Translation: We found ourselves exactly where we had started our journey,
The coast kept moving as did the boat.

Besides film lyrics, he primarily used to write poems which were sung by the prominent Pakistani singers, including Noor Jehan, Nusrat Fateh Ali Khan, and Mahdi Hasan.
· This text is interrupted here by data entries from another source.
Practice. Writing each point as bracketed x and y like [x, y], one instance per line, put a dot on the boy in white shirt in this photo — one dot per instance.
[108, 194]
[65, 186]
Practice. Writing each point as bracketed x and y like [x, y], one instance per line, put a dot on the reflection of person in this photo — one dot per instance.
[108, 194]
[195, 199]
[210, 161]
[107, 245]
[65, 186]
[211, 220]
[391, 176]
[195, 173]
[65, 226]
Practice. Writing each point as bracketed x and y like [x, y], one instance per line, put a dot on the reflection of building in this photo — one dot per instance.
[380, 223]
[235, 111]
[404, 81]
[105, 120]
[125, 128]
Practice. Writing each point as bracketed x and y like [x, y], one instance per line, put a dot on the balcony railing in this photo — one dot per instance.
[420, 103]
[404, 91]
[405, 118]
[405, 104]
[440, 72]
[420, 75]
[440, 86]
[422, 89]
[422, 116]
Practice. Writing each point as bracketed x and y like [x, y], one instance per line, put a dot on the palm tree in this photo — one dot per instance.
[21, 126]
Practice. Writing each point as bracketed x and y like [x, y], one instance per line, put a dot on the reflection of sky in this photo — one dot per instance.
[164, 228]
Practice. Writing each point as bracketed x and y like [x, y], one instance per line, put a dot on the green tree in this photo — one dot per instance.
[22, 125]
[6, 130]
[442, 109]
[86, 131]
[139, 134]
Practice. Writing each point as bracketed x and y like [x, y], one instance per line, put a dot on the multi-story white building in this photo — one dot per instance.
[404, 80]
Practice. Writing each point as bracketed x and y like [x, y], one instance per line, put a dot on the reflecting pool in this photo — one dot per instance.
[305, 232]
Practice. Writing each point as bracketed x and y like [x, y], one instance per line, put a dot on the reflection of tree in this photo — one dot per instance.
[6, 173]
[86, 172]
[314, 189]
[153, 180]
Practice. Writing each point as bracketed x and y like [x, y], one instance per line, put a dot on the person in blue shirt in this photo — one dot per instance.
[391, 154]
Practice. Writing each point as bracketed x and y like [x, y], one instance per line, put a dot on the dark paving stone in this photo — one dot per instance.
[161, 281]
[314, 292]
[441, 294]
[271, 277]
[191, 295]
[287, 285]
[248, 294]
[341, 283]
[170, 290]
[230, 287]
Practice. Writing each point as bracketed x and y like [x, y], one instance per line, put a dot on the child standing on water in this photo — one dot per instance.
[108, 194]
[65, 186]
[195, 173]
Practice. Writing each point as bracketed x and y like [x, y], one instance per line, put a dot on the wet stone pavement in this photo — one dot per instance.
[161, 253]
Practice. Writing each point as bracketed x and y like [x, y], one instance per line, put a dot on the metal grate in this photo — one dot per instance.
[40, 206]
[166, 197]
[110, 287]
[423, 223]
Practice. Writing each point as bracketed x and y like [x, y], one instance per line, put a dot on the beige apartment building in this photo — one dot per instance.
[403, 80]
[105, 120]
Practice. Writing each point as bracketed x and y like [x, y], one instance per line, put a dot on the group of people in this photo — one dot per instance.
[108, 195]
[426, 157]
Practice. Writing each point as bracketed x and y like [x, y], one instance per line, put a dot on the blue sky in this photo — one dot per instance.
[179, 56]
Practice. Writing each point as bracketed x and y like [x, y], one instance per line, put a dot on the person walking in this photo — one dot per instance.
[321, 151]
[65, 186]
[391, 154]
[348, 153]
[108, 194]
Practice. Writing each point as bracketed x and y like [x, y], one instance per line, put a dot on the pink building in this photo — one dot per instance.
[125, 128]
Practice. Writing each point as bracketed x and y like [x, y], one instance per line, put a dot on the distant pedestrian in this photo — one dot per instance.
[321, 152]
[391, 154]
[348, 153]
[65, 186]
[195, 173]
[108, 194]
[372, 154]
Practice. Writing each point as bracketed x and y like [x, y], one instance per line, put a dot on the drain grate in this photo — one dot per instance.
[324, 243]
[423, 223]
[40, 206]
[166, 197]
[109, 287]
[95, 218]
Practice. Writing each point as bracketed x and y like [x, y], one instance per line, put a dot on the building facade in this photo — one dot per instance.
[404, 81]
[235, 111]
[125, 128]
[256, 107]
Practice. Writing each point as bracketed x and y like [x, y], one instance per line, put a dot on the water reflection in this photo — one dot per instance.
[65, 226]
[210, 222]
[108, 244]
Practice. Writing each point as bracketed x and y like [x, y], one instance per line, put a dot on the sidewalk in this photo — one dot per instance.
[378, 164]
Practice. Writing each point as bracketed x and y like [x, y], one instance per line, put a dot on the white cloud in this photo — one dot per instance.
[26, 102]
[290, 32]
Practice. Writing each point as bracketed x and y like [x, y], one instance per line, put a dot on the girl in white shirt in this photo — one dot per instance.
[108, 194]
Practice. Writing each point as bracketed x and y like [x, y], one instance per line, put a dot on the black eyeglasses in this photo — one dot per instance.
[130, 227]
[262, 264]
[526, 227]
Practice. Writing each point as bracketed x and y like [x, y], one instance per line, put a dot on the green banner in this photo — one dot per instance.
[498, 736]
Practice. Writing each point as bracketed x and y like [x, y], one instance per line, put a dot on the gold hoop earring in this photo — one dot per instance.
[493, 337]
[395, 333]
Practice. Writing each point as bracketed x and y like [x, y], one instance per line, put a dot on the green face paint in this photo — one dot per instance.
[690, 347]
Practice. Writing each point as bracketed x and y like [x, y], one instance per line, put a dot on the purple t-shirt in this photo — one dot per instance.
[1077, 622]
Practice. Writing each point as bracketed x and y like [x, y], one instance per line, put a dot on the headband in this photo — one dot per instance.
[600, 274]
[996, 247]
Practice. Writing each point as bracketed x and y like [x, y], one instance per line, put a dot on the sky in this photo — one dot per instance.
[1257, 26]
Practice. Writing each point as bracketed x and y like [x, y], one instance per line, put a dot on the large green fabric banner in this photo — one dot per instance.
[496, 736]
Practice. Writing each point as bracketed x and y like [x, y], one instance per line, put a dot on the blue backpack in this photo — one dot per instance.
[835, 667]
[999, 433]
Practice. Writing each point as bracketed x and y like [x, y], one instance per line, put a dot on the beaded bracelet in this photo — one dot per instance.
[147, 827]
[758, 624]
Saif wrote a book titled Khan-e-Kamal, comprising a collection of gazals.

===Work===

Key
| † | Remarks denote a short description of the work where available. |

| # | Title | Year | Type/Credited as | Remarks |
| 1 | Teri Yaad | 1948 | Lyricist |  |
| 2 | Hichkoley | 1949 | Lyricist |  |
| 3 | Amanat | 1950 | Lyricist |  |
| 4 | Naveli | 1952 | Lyricist |  |
| 5 | Ghulam | 1953 | Lyricist |  |
| 6 | Mehbooba | 1953 | Lyricist |  |
| 7 | Raat Kee Baat | 1954 | Writer, producer-director | The film flopped under the Rehnuma Films banner |
| 8 | Gumnaam | 1954 | Song-writer |  |
| 9 | Qatil | 1955 | Song-writer |  |
| 10 | Saat Lakh | 1957 | Writer, producer-director | It was Pakistan's first film that won Nigar Awards |
| 11 | Kartar Singh | 1959 | Writer, producer-director | After the success of film Kartar Singh, he became one of the most sought-after producer/directors in Pakistan |
| 12 | Roopmati Baaz Bahadur | 1960 | lyricist |
| 13 | Darwaza | 1962 | producer-director |
| 14 | Madr-e-Watan | 1966 | Producer-director |  |
| 15 | Kham-e-Kakul | 1992 | Poetry | Also known as Khan-e-Kamal |

==Awards and recognition==
- Nigar Award for Saifuddin Saif as Best Script/Story Writer for film Saat Lakh (1957)
- Nigar Award for Best Film Saat Lakh (1957)

==Bibliography==
- Saif, Saifuddin (1992). "Kham-e-Kakul"

== Death ==
Saifuddin Saif died on 12 July 1993 in Lahore, Pakistan at age 70 and is buried near Model Town, Lahore cemetery. His life is covered in a MPhil thesis book titled Shair-e-Kujkulah by Robina Shaista.